BIW has apparently lost out on the opportunity to build any “littoral” combat ships, designed for shallow coastal waters. C’est la vie, some would say. But that ignores BIW’s reputation as the country’s best shipyard for vessels of a similar size and purpose.

As it has with former destroyer and cruiser design-and-construction contacts, the Navy had set up a competition between two teams of firms. One team was BIW and a shipbuilding firm in Alabama, Austral USA. The other was Lockheed Martin and a Wisconsin firm, Marinette Marine.

The Navy, which had planned to build ships from both designs, then changed its mind and said it only wanted 10 of one design. That led BIW to make the business decision to sever ties with Austral USA, so it could bid on building some ships no matter which team’s design won the competition.

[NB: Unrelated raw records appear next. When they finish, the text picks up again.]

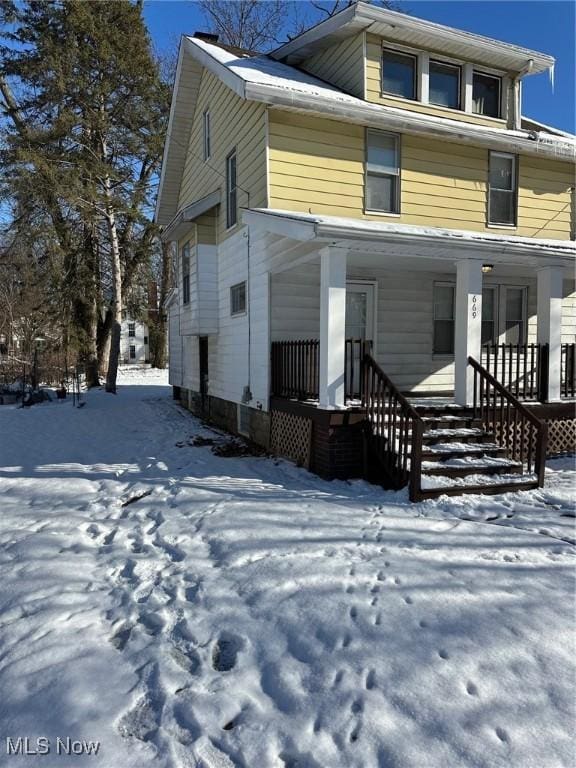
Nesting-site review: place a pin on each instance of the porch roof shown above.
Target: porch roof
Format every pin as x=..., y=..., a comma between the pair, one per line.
x=412, y=240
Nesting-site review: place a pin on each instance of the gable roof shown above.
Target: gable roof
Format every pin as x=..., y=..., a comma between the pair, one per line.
x=411, y=30
x=263, y=79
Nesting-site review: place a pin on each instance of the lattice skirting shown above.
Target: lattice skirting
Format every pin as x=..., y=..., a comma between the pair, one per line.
x=290, y=436
x=561, y=436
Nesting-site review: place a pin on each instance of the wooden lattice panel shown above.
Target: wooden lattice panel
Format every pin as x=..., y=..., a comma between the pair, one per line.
x=561, y=436
x=290, y=436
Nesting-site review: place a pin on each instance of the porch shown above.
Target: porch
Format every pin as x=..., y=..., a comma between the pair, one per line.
x=364, y=318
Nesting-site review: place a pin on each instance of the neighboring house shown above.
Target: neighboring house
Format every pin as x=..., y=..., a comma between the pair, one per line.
x=134, y=347
x=373, y=181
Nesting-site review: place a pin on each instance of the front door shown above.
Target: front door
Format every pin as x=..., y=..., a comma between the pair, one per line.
x=359, y=328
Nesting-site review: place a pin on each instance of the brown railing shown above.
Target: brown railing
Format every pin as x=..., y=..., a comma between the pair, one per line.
x=568, y=368
x=396, y=429
x=520, y=368
x=515, y=428
x=296, y=368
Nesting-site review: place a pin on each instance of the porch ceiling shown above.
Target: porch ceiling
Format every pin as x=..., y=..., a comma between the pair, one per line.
x=408, y=246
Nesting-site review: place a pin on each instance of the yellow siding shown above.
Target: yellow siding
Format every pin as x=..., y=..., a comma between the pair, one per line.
x=373, y=90
x=317, y=166
x=233, y=123
x=341, y=65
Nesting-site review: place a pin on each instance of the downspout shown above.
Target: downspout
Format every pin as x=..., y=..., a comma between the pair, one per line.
x=516, y=108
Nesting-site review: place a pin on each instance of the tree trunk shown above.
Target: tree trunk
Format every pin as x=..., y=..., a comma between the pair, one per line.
x=114, y=356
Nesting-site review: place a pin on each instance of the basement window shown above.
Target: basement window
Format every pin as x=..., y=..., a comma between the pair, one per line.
x=382, y=172
x=238, y=299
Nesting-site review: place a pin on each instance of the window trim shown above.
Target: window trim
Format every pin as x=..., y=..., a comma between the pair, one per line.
x=444, y=355
x=243, y=311
x=206, y=137
x=398, y=195
x=515, y=176
x=499, y=78
x=229, y=223
x=185, y=283
x=453, y=65
x=415, y=77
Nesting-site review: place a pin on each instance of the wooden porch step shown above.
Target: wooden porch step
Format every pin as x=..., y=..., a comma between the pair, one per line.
x=478, y=489
x=465, y=470
x=442, y=451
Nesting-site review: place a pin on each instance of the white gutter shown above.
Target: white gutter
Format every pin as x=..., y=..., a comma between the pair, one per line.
x=391, y=118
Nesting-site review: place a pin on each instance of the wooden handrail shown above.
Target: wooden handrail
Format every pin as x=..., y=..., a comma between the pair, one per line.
x=494, y=403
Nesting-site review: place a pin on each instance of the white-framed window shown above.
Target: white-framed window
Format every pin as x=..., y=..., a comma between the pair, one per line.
x=238, y=299
x=502, y=189
x=515, y=315
x=443, y=331
x=444, y=84
x=186, y=273
x=486, y=94
x=231, y=190
x=206, y=134
x=399, y=74
x=382, y=171
x=490, y=315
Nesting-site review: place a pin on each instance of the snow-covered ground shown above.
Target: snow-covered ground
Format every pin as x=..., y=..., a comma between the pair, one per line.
x=188, y=610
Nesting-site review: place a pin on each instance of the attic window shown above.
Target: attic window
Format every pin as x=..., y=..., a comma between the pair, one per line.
x=486, y=94
x=399, y=74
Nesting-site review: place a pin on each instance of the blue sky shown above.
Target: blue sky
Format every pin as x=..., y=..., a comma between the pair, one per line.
x=543, y=25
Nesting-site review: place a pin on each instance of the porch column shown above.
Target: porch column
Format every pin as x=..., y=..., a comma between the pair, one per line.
x=332, y=326
x=468, y=327
x=549, y=317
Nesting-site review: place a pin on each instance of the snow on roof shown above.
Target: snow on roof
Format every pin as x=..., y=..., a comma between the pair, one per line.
x=262, y=70
x=327, y=225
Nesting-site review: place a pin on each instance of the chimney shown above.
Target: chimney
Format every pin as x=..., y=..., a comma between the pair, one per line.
x=209, y=37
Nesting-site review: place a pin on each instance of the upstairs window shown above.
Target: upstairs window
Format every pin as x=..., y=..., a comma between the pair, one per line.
x=444, y=85
x=382, y=172
x=486, y=94
x=238, y=299
x=231, y=191
x=399, y=74
x=443, y=343
x=206, y=134
x=186, y=274
x=502, y=189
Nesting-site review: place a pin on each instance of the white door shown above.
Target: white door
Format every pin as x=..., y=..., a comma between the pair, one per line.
x=359, y=328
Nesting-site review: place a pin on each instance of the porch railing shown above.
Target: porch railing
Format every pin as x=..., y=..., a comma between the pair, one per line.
x=568, y=370
x=295, y=370
x=520, y=368
x=515, y=428
x=396, y=429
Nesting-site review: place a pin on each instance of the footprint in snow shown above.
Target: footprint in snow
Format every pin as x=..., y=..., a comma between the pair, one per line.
x=225, y=651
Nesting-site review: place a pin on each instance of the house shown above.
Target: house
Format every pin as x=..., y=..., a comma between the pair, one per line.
x=375, y=253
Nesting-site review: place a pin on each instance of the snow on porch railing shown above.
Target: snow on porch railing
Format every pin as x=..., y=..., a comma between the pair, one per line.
x=520, y=368
x=295, y=369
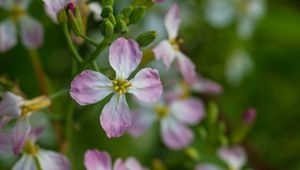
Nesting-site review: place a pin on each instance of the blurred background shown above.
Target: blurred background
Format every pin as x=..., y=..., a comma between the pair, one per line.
x=260, y=69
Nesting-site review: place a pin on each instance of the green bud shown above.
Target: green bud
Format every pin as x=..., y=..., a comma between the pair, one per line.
x=106, y=28
x=106, y=11
x=137, y=14
x=121, y=26
x=126, y=12
x=146, y=38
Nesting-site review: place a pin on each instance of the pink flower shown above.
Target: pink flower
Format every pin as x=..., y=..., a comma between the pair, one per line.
x=31, y=30
x=90, y=87
x=96, y=160
x=174, y=119
x=168, y=50
x=235, y=157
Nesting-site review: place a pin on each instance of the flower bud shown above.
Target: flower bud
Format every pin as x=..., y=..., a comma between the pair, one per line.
x=106, y=28
x=137, y=14
x=106, y=11
x=146, y=38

But on Nov. 4, the Navy said it was asking Congress to approve 20 ships, 10 each from Austral and Marinette.

While BIW’s corporate parent, General Dynamics, will still get electronics work from both firms, BIW is apparently shut out from bidding on the actual construction of any vessels.

BIW says it will have other work, but the loss is unfortunate for Maine shipbuilders, whose quality of construction is well-known in Navy circles.

Any decision that shuts the nation’s best shipbuilder out of a competition can hardly be called a wise choice.